Or, justement, ce qui nous préoccupe beaucoup, c'est qu'il a fallu 19 ans pour que vous soyez saisis de la question d'Ouje-Bougoumou. Nous savons que le calendrier législatif est chargé. Si nous, les Cris et les Naskapis, contactons les gens des Affaires indiennes et leur disons « Écoutez, nous souhaitons que ces diverses modifications soient adoptées », la réponse habituelle, sinon normale, des services du ministère est « Voyons, voyons; on ne peut pas à tout bout de champ demander au Parlement de se pencher sur les modifications que vous souhaiteriez voir adopter.
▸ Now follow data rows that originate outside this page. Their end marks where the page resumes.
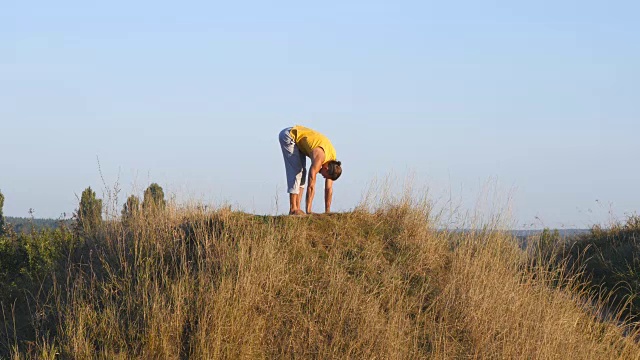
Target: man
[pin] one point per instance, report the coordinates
(297, 144)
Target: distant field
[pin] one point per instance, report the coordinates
(379, 282)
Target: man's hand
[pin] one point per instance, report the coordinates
(317, 160)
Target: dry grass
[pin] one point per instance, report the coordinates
(379, 282)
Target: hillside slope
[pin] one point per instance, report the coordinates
(365, 284)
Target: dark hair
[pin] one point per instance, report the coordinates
(335, 169)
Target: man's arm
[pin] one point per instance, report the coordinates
(316, 163)
(328, 194)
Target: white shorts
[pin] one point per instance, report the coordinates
(295, 162)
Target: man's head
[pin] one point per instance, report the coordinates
(331, 170)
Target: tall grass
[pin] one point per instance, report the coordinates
(379, 282)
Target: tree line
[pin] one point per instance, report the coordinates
(88, 216)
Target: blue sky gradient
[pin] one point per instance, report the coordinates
(540, 99)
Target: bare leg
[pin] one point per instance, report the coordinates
(294, 204)
(299, 199)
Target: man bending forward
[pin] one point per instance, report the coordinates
(297, 144)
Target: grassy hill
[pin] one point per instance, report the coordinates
(373, 283)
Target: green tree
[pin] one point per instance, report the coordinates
(1, 215)
(89, 214)
(153, 198)
(130, 208)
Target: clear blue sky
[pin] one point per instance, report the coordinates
(541, 98)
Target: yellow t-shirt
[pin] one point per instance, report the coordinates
(308, 139)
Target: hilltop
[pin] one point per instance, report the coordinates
(376, 282)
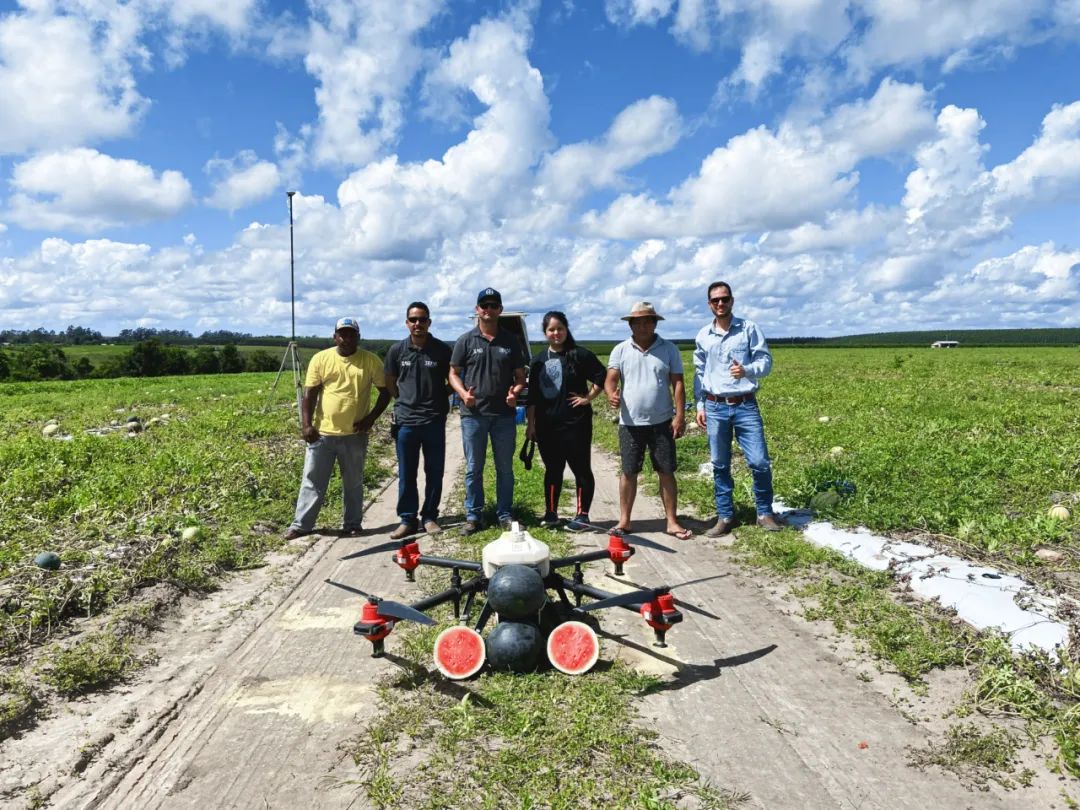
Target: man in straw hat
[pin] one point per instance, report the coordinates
(651, 405)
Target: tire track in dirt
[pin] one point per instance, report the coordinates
(757, 701)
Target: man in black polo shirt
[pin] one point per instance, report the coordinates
(487, 372)
(416, 370)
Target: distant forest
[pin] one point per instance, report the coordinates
(78, 352)
(82, 336)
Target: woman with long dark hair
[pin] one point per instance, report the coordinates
(564, 379)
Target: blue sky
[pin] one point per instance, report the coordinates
(848, 167)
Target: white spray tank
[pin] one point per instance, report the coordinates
(516, 548)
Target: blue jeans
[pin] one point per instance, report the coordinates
(474, 433)
(744, 420)
(412, 439)
(349, 451)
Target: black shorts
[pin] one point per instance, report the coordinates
(633, 440)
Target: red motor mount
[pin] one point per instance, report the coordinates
(619, 551)
(408, 557)
(373, 625)
(661, 613)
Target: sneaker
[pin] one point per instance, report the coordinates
(724, 526)
(580, 523)
(405, 529)
(769, 523)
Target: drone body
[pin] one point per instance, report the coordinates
(527, 595)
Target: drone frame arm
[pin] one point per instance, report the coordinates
(476, 583)
(466, 565)
(588, 556)
(582, 590)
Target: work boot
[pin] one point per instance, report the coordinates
(724, 526)
(769, 523)
(406, 528)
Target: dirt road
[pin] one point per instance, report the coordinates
(257, 689)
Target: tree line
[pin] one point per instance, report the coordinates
(145, 359)
(81, 336)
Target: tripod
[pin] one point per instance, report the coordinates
(292, 356)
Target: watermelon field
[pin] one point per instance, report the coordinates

On l'a déjà fait, il n'y a pas longtemps ». Et donc, dans 20 ans, nous devrons encore nous préoccuper de savoir si telle ou telle école construite sur une parcelle de terrain cri s'y trouve bien légalement ou si quelqu'un ne va pas pouvoir, pour une raison ou pour une autre, faire reporter la tenue d'une élection.
Ce qui nous préoccupe, ce n'est pas la teneur du texte dont vous êtes saisi, car nous y sommes tout à fait favorables, mais nous craignons d'avoir dans quelques années à revenir vous voir, puis encore quelques années plus tard, pour vous demander « Eh bien, qu'est-il arrivé aux autres modifications? » Pourtant, les Cris avaient fait savoir au ministère qu'il y avait un certain nombre d'autres mesures qu'ils souhaitaient voir figurer dans ce texte, mais elles ne s'y trouvent toujours pas. C'est à ce niveau-là que se situe notre préoccupation essentielle.
Je pense avoir épuisé les 10 minutes qui m'étaient imparties. Or, je souhaite que nous ayons assez de temps pour les questions et pour les réponses que mes collègues souhaiteront y apporter. Comme je l'ai dit au début, ce sont eux les experts.
Merci, monsieur le président.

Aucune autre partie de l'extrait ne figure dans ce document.